Living the life of an expatriate has its positive aspects as well as drawbacks. One of the most difficult challenges I face is the annual transition between two very different cultures: that of my temporary adopted home, and that of my native country. No matter which way I travel, whether from Thailand to America, or back, I find myself at an odd point for the first few days after making the trip. Regardless of how well I try to mentally adjust to the move, the change is so relatively abrupt that the 24 hours spent on the plane in transit is but a wink as if opening a door and stepping from one place to the other. And no matter how well I know each place, they both envelop me in an awkward embrace upon arrival, something like the eccentric relative you haven't seen for some time but feel obligated to attempt to hug: it just doesn't feel comfortable at that moment. But it may very well once you've spent some time together.

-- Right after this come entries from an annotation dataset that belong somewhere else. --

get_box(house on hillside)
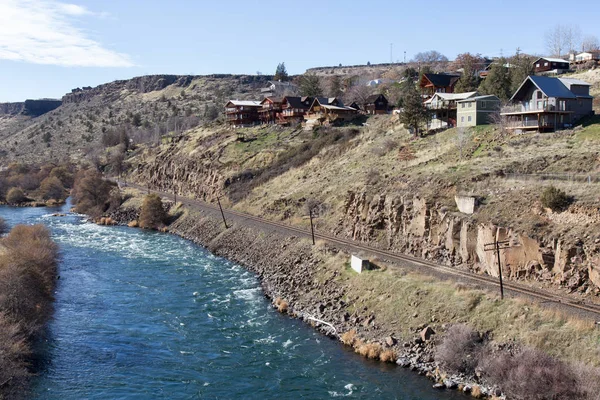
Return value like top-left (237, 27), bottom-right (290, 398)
top-left (419, 74), bottom-right (460, 97)
top-left (304, 97), bottom-right (358, 129)
top-left (260, 81), bottom-right (299, 99)
top-left (502, 76), bottom-right (593, 132)
top-left (533, 57), bottom-right (570, 75)
top-left (425, 92), bottom-right (477, 129)
top-left (360, 94), bottom-right (388, 115)
top-left (277, 96), bottom-right (315, 125)
top-left (570, 50), bottom-right (600, 64)
top-left (456, 95), bottom-right (502, 128)
top-left (258, 97), bottom-right (283, 124)
top-left (225, 100), bottom-right (262, 128)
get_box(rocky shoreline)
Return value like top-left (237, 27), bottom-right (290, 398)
top-left (108, 204), bottom-right (503, 398)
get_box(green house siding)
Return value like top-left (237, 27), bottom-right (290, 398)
top-left (456, 97), bottom-right (500, 128)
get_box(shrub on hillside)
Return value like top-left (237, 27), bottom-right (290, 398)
top-left (435, 325), bottom-right (484, 374)
top-left (484, 349), bottom-right (585, 400)
top-left (40, 176), bottom-right (66, 200)
top-left (540, 186), bottom-right (573, 211)
top-left (6, 187), bottom-right (27, 204)
top-left (71, 169), bottom-right (122, 217)
top-left (139, 194), bottom-right (167, 229)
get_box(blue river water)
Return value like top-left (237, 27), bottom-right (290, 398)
top-left (0, 206), bottom-right (467, 400)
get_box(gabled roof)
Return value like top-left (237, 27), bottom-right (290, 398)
top-left (225, 100), bottom-right (260, 107)
top-left (364, 94), bottom-right (387, 104)
top-left (423, 74), bottom-right (460, 87)
top-left (260, 97), bottom-right (283, 104)
top-left (457, 94), bottom-right (500, 103)
top-left (282, 96), bottom-right (315, 109)
top-left (558, 78), bottom-right (592, 87)
top-left (425, 92), bottom-right (477, 103)
top-left (510, 75), bottom-right (577, 101)
top-left (533, 57), bottom-right (569, 64)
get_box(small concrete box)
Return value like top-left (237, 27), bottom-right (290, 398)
top-left (350, 255), bottom-right (371, 274)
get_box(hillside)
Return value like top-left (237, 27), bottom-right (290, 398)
top-left (0, 75), bottom-right (270, 162)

Part of the discomfort is, I think, the fact that there is always at least a twinge of regret I have in leaving one culture or the other. I love both places, so it isn't a matter of not being so excited about the trip that I can't wait to get there. It's more of a reluctance to let go of wherever I've been for a significant period of time even though I look forward to seeing the other.
So, here I am, Day 2 of my return to Thailand, gradually trying on the Thai culture, and hanging up America, not out of sight, as some of it will never come off, but rather laying it aside for a while. I don't hang it up completely of course; I wear much of it like a piece of jewelry. I can always be completely anonymous in America--it's possible to spend months at a time without an inkling of my other life showing--and equally impossible to do in Thailand: I could never hide my genetics here, even though I can hide my nationality fairly easily. Thais find it as difficult to tell the difference between me and other Euro-types as I do sorting Southeast Asians who live in the U.S. and speak English.
It takes me at least three or four days to take in the new surroundings, as familiar as they may be. I readjust to everything: Modes of transportation, the volume level of speech, currency value, culturally defined behaviors, interactions with others, which way to look first when crossing the street, even my humidity tolerance level is different depending on where I am. In America I sometimes feel as though I am eavesdropping when I suddenly realize that I understand what people around me are saying. In Thailand, it's easier to let conversations become part of the background noise, as my knowledge of Thai language is quite basic. It takes a few days to readjust to using Thai; I struggle to form even the simplest sentence that generally comes quite easily. It amazed me how long the pause was while I was giving directions to the taxi driver from the airport, struggling to determine the difference between the words for "left" and "right." I know it will come back, but not as readily as one might think.
As the days go by, I feel more and more "at home" regardless of which country it is, and I am able to--or perhaps unable to stop--letting go of where I've just been. Gradually I become more a part of the place where I have returned, and I push off from the "transition window" with increased confidence, the place where I've just left becoming a bit fuzzier, yet somewhere I will look forward to transitioning into again and again. That's the life one has when standing with one foot in each of two cultures.